The U.S. is looking into additional cases of severe side effects possibly linked to the Johnson & Johnson vaccine, according to Centers for Disease Control and Prevention director Dr. Rochelle Walensky.
"These have been a handful of cases, not an overwhelming number of cases," Walensky said at a White House briefing on Monday. "We are working through and adjudicating them, and verifying whether they do, in fact, reflect a true case."
The CDC and Food and Drug Administration called for a pause in the use of the Johnson & Johnson vaccine after six in nearly 7 million recipients reported severe adverse reactions, including blood clotting, once they received it.
Though Walensky insisted the number of possible new cases with serious reactions to the Johnson & Johnson vaccine aren't large, it is still unclear how many more there are in addition to the ones that have already been reported.
A decision to lift a suspension on the distribution of Johnson & Johnson vaccine could come as early as Friday when a CDC panel meets to discuss the findings.

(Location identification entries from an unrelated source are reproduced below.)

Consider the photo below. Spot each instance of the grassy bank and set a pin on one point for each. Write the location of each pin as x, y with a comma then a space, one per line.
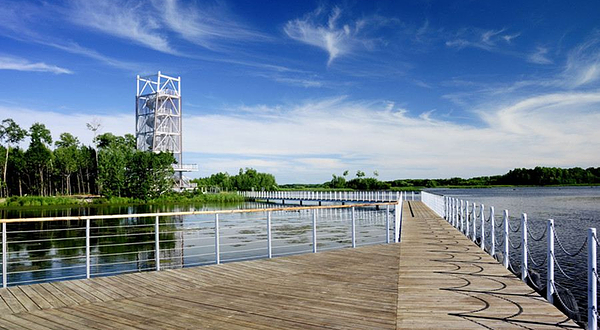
174, 198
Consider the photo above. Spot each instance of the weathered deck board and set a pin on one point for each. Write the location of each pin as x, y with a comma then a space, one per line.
444, 274
435, 278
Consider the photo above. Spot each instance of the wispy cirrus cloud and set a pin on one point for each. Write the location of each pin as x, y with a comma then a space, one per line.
540, 56
209, 26
133, 21
21, 64
310, 140
583, 63
325, 29
488, 40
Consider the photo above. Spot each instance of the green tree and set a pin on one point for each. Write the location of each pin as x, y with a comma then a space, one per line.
113, 154
39, 156
149, 174
10, 134
67, 158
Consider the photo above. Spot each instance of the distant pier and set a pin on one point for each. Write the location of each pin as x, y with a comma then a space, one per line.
434, 278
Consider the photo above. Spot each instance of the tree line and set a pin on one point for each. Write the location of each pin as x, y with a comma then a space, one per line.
248, 179
538, 176
66, 166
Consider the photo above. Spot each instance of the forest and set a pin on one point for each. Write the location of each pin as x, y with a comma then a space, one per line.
114, 168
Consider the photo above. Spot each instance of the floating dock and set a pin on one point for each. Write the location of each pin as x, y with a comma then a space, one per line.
435, 278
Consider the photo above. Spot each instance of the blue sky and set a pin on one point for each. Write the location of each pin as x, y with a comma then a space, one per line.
302, 89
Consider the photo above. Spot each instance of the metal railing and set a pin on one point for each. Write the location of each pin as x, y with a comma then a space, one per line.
38, 250
333, 196
517, 239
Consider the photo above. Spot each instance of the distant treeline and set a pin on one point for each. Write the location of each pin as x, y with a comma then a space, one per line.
248, 179
538, 176
114, 168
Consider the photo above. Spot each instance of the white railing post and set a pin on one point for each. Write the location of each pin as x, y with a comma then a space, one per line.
492, 231
467, 219
592, 280
157, 242
217, 245
87, 248
550, 265
482, 216
397, 211
4, 256
454, 213
269, 240
506, 242
353, 229
462, 216
315, 231
387, 224
474, 237
524, 247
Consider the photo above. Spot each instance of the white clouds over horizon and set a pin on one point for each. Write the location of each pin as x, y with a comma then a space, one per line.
20, 64
310, 141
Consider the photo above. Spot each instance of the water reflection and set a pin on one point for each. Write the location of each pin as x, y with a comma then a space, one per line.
55, 250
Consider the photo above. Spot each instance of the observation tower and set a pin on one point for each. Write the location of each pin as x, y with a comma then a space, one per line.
158, 121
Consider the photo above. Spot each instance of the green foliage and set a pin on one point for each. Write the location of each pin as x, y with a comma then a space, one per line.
127, 172
248, 179
337, 182
148, 175
40, 201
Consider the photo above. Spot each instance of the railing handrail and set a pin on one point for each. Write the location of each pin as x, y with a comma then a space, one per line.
160, 214
455, 211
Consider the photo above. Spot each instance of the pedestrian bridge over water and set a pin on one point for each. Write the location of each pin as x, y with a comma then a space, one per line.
434, 278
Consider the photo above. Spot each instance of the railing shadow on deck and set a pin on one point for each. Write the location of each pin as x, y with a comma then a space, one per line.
510, 244
36, 250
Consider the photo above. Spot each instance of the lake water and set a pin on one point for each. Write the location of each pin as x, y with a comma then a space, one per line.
574, 210
48, 251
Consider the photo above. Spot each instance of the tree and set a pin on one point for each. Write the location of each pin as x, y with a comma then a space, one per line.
337, 182
67, 157
113, 153
149, 174
39, 156
10, 134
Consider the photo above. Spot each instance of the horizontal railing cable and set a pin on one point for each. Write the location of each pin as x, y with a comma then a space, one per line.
567, 252
540, 237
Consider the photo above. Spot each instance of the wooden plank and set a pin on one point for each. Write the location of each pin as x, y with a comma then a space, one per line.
74, 292
11, 301
434, 278
23, 298
40, 290
61, 296
37, 298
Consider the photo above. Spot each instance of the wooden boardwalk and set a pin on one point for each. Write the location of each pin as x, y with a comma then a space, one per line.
435, 279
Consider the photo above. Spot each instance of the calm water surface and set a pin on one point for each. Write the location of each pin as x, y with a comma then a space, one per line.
48, 251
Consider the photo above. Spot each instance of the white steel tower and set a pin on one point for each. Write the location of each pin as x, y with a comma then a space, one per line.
158, 120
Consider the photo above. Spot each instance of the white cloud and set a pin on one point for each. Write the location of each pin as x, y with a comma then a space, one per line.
207, 27
20, 64
326, 32
583, 63
127, 20
539, 56
481, 39
308, 142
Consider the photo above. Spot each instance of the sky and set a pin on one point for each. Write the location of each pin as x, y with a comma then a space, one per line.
307, 89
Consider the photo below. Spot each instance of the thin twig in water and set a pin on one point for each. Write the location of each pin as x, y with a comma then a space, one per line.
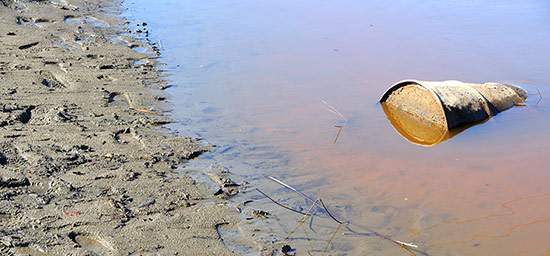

"I believe we'll get back with it and there might be some restrictions," said Dr. Anthony Fauci on ABC's "This Week" Sunday. "Not sure what that will be, whether they'll be age or sex or whether they'll just come back with a warning of some sort."
The Biden administration and federal regulators argue that the suspension of administering the J&J vaccine shows that the health care system's infrastructure is working and shows that the oversight of the vaccine distribution is effective.
But the temporary pause of the Johnson & Johnson vaccine could also be raising questions among Americans who are already skeptical of taking any vaccine to begin with.
"We leave it up to you. Look at the data, the data speak for themselves," Fauci said. "We all want normalcy in America, the highway to that normalcy is vaccination."
At this point, the Biden administration has also made it clear that it does not intend to divert vaccine supply away from states where vaccination numbers are still coming in low.
"We are not going to quote-unquote punish, less -- less-ready areas," said White House COVID-19 response coordinator Andy Slavitt. "We're going to actually work harder with them to make sure that people have the information they need."
With all Americans 16-years-old and up now eligible to receive a COVID-19 vaccine, Fauci said that it's concerning to see certain portions of the American population still hesitant to take the vaccine.
"It's very disturbing that on the basis of political persuasion people are not wanting to get vaccinated," said Dr. Fauci on CBS This Morning. "Those are the ones that keep saying you're encroaching on our liberties by asking us to wear masks and to do the kinds of restrictions that are public health issues. The easiest way to get out of that is to get vaccinated."